7:30 a.m. This morning will be devoted to making some notes on this page that correspond to my reading and hand written notes from yesterday. This activity of rewriting notes is a sound studying strategy. The goal of
this overall set of activities is to genuinely learn some material that I did not know before. Review, and review again, and again, is a critical component of my approach
First, I now have three different themes .in play:
- Classic Literature
- Early Greeks (Homer, Aristophanes)
- Ovid "The Metamorphoses"
- Virgil "The Aenid"
- Dante "The Divine Comedy"
- Modern Literature
- Italo Calvino
- Alice Munro
- Jorges Luis Borges
- Japan
- Bushido
- The Soil
- Japanese Civilization
The bright bold blue above indicates themes that am am currently involved with. Topics below the blue are candidates for next steps.
Italo Calvino
I completed the second chapter from his book, "Six Memos for the Next Millennium". It is entitled Quickness, and represents another characteristic of good literature.

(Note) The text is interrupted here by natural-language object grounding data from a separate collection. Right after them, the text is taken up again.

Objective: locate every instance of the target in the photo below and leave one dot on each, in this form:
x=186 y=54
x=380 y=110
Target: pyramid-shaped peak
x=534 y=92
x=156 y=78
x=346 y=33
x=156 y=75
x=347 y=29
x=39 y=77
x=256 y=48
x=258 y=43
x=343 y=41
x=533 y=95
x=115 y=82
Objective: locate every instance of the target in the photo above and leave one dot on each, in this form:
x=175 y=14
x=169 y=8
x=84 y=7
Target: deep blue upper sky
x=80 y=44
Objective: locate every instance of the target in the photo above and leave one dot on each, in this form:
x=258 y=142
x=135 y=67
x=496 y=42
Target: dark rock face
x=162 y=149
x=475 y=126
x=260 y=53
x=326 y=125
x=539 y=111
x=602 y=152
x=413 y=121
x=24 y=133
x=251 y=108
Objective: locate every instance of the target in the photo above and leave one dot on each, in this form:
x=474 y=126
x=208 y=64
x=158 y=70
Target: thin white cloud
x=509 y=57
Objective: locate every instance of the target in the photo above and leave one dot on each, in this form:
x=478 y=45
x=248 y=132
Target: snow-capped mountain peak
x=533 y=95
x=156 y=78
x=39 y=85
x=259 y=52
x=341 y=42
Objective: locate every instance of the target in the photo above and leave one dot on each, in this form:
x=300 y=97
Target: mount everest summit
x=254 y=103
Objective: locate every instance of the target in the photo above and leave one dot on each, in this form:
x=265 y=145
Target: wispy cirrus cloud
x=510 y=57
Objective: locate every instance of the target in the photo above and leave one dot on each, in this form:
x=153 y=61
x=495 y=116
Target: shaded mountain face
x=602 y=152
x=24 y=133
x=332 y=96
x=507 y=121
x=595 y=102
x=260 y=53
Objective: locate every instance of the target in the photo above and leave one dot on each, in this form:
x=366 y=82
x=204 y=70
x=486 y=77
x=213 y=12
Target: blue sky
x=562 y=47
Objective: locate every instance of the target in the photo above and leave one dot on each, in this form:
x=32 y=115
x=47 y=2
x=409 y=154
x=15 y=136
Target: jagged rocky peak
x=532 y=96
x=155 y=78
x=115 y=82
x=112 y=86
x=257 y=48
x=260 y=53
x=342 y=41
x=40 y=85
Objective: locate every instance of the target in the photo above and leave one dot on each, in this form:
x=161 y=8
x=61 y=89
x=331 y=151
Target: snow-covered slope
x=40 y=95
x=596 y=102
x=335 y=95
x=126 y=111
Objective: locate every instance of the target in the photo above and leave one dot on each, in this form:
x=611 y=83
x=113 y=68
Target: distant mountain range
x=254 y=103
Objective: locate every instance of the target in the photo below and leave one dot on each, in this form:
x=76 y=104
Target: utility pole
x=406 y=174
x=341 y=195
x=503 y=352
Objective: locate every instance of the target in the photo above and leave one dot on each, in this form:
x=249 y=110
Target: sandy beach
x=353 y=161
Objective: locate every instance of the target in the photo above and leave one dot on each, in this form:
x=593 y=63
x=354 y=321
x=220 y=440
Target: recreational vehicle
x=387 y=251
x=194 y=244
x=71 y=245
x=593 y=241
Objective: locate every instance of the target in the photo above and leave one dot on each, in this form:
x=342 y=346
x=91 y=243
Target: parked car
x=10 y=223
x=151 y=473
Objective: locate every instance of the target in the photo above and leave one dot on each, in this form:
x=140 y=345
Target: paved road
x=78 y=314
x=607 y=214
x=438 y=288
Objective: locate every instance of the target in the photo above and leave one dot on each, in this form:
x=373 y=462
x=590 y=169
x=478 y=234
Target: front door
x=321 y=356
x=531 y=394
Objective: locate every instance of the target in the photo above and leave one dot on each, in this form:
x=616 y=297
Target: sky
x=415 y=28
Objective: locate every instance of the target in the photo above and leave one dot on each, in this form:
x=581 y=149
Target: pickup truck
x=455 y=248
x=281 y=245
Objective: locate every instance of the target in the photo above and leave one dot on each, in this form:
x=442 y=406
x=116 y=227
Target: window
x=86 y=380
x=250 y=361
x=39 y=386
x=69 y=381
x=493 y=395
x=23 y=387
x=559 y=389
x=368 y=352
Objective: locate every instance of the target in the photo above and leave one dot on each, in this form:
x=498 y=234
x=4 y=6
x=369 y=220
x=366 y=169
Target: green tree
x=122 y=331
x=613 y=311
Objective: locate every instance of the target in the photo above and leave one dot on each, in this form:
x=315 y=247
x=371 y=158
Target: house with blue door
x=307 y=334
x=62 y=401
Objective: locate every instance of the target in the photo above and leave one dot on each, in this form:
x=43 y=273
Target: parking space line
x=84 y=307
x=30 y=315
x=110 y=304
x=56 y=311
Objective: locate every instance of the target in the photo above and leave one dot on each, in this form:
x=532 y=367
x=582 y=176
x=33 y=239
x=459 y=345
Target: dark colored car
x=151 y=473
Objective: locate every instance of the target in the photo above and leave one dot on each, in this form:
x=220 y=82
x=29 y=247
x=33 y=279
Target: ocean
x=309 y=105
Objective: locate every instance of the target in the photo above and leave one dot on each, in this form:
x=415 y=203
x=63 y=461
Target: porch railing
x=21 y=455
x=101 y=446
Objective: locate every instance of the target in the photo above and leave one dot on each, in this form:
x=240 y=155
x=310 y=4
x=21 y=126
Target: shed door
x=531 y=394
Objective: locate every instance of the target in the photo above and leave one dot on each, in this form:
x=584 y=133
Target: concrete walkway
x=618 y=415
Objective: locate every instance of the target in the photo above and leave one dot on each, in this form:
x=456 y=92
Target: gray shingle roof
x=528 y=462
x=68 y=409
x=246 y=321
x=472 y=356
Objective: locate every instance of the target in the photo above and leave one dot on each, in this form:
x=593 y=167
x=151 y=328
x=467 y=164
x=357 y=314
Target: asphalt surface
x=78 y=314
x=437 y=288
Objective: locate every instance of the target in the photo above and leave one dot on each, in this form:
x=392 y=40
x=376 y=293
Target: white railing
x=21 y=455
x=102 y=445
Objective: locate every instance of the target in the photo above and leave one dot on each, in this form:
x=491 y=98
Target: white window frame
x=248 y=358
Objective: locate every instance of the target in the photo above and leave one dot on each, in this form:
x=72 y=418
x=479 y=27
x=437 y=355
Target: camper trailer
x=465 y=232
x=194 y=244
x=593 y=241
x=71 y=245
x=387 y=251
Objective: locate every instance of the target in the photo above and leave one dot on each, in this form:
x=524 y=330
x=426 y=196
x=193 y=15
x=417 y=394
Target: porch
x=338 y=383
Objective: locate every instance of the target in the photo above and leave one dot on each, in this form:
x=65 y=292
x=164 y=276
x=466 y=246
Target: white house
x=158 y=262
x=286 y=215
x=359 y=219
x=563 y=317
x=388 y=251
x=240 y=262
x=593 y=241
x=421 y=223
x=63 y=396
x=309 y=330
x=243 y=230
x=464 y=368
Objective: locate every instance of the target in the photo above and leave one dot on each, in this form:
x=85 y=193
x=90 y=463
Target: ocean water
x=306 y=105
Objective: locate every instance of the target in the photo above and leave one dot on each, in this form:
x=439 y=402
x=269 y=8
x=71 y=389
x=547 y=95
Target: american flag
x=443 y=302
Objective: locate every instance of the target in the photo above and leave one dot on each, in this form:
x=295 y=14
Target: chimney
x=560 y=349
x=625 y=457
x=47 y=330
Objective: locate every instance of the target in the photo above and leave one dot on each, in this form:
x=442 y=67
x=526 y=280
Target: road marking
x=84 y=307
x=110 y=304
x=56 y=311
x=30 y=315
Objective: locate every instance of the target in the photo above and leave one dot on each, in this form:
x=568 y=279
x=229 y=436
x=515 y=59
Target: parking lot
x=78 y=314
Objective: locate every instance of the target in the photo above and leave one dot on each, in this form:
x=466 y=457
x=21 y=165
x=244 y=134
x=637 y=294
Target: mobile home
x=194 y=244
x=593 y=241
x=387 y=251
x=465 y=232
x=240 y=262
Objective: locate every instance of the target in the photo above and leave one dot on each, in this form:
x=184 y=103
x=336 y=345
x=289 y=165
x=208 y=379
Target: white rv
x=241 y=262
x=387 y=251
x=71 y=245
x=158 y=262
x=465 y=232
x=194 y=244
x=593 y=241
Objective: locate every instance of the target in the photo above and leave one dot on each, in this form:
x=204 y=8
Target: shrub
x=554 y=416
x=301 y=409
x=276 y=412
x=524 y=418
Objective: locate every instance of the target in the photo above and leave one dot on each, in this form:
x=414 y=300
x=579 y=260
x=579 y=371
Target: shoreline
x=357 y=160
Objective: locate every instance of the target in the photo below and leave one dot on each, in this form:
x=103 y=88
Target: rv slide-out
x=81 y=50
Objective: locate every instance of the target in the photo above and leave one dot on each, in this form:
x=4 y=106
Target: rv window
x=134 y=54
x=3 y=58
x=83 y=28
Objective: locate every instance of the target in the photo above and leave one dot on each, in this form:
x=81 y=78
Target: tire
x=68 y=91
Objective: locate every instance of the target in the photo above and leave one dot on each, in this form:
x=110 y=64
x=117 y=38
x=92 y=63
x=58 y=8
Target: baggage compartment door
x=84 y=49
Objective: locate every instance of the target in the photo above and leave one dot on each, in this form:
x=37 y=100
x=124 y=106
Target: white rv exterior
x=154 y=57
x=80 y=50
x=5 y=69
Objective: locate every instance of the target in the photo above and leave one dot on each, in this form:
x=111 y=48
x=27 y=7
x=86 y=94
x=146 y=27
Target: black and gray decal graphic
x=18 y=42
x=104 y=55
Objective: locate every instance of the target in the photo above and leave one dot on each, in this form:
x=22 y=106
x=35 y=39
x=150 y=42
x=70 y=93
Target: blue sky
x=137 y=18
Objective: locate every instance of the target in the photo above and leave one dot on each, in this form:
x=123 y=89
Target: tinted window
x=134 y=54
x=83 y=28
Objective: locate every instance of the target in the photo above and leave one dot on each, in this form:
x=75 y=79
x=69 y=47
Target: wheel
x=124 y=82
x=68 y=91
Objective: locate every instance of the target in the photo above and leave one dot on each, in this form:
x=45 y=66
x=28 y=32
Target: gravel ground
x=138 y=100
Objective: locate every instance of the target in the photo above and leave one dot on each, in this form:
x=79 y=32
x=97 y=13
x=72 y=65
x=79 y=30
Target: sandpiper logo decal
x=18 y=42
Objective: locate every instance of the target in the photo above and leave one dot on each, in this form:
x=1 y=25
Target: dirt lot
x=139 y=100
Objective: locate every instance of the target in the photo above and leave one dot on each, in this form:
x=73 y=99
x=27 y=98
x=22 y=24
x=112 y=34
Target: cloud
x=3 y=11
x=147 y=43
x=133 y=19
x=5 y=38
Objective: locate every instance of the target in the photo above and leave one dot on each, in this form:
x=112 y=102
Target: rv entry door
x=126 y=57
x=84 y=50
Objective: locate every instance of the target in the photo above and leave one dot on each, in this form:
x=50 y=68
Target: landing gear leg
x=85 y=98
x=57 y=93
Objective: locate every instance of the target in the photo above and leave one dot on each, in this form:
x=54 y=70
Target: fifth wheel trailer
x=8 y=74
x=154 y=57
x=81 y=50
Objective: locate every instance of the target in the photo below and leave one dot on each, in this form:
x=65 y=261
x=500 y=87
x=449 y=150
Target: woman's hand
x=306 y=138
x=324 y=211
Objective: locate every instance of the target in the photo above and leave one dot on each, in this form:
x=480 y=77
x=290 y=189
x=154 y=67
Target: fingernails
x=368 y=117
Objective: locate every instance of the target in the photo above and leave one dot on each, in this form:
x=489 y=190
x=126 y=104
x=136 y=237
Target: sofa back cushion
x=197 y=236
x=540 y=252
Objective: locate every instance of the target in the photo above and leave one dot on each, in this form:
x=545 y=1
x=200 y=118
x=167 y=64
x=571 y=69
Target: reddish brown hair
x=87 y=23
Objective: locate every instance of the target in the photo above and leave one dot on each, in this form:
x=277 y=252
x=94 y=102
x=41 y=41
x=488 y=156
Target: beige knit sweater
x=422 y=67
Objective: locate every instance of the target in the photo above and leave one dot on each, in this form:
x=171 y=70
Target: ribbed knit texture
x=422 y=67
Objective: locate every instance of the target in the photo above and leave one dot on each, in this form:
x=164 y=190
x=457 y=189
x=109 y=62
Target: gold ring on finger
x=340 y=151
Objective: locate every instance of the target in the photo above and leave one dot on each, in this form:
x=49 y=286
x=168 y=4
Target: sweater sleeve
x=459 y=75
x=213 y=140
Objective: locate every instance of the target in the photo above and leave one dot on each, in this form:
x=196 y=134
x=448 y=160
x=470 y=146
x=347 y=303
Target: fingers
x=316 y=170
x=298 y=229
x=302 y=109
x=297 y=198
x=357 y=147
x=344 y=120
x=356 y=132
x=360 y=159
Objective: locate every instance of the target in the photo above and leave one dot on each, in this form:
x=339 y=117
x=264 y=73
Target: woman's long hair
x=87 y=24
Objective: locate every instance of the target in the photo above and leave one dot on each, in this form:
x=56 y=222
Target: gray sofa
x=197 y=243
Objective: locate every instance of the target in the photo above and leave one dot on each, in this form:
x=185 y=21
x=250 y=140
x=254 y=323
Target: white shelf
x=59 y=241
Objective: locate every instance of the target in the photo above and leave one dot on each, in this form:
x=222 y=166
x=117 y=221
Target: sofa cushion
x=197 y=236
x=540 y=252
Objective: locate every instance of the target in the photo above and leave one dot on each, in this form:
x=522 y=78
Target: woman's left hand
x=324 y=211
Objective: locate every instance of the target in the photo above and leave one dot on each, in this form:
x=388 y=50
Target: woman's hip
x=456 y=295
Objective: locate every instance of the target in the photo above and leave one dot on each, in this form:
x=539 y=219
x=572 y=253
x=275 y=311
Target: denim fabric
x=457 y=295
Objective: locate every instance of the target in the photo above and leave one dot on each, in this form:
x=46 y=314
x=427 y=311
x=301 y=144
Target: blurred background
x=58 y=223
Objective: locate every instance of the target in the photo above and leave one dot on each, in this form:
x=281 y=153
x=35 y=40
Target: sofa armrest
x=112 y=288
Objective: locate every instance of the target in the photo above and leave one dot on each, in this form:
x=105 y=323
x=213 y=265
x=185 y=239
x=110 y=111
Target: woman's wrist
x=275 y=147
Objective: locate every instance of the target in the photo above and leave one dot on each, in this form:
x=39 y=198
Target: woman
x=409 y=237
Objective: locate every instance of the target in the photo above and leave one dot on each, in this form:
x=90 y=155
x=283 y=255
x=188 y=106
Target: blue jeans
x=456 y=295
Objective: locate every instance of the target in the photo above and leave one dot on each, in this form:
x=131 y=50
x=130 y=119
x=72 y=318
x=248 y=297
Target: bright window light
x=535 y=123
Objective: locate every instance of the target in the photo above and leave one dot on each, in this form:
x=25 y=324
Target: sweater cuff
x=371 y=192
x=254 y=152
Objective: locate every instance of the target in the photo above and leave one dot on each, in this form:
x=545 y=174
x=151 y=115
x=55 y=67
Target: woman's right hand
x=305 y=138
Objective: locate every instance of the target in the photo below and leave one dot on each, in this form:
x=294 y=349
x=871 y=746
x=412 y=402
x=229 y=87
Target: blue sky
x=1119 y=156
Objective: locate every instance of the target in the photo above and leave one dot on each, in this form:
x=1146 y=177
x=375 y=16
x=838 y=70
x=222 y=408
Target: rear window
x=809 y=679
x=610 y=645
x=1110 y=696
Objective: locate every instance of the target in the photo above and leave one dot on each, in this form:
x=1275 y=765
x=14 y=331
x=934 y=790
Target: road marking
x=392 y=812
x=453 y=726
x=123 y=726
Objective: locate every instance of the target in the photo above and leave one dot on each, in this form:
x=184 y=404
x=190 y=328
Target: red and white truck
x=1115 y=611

Calvino's writing is full of references to other works. I love this. He mentions that one of the finest essays in English literature is The English Mail Coach by Thomas De Quincey
(1849). Now to see if I can find this on the web. I was able to locate this complete reference:
The English mail-coach, and other essays. London: Dent, 1912. xii, 339 p. but was not able to locate the actual essay. Even Project Gutenberg did not have it, although there is another essay by De Quincey called Confessions of an Opium Eater that is very popular.
Calvino associates "good thinking" with
- quickness
- agility in reasoning
- economy in argument
- use of imaginative examples
He also suggests that for each virture (of literature) there is also the opposite virtue
- lightness - weight
- quickness - lingering
I think this is a very profound observation. Rather than argue for one perspective, it is better to examine both the original point of view and then consider the opposite. Then in the
traditional Canadian way, look for the golden mean.
Some pages, some entire books, are to read very slowly with much repetition as the words are themselves so finely crafted. Not all books are a race to the finish line.
Calvino also mentions that he admires Jorges Luis Borges. I recently bought his "Collected Fictions", and have now put it on my TODO list for this Year of Learning. However I want to
complete the latest Alice Munro short stories book first.
Calvino also talks about the idea of a one sentence story. His favorite is
- When I woke up, the dinosaur was still there.
One that I can think of is
- Dr. Livingstone, I presume.
Here are three I have created:
- Paul and Mary walked, hand in hand, toward the lake.
- Napoleon and Plato surveyed the carnage below them.
- Deep in central Africa, the monkey approached the boy and then suddenly, without warning, gave him a little nip on the arm.
I will provide my notes on Japanese Civilization tomorrow.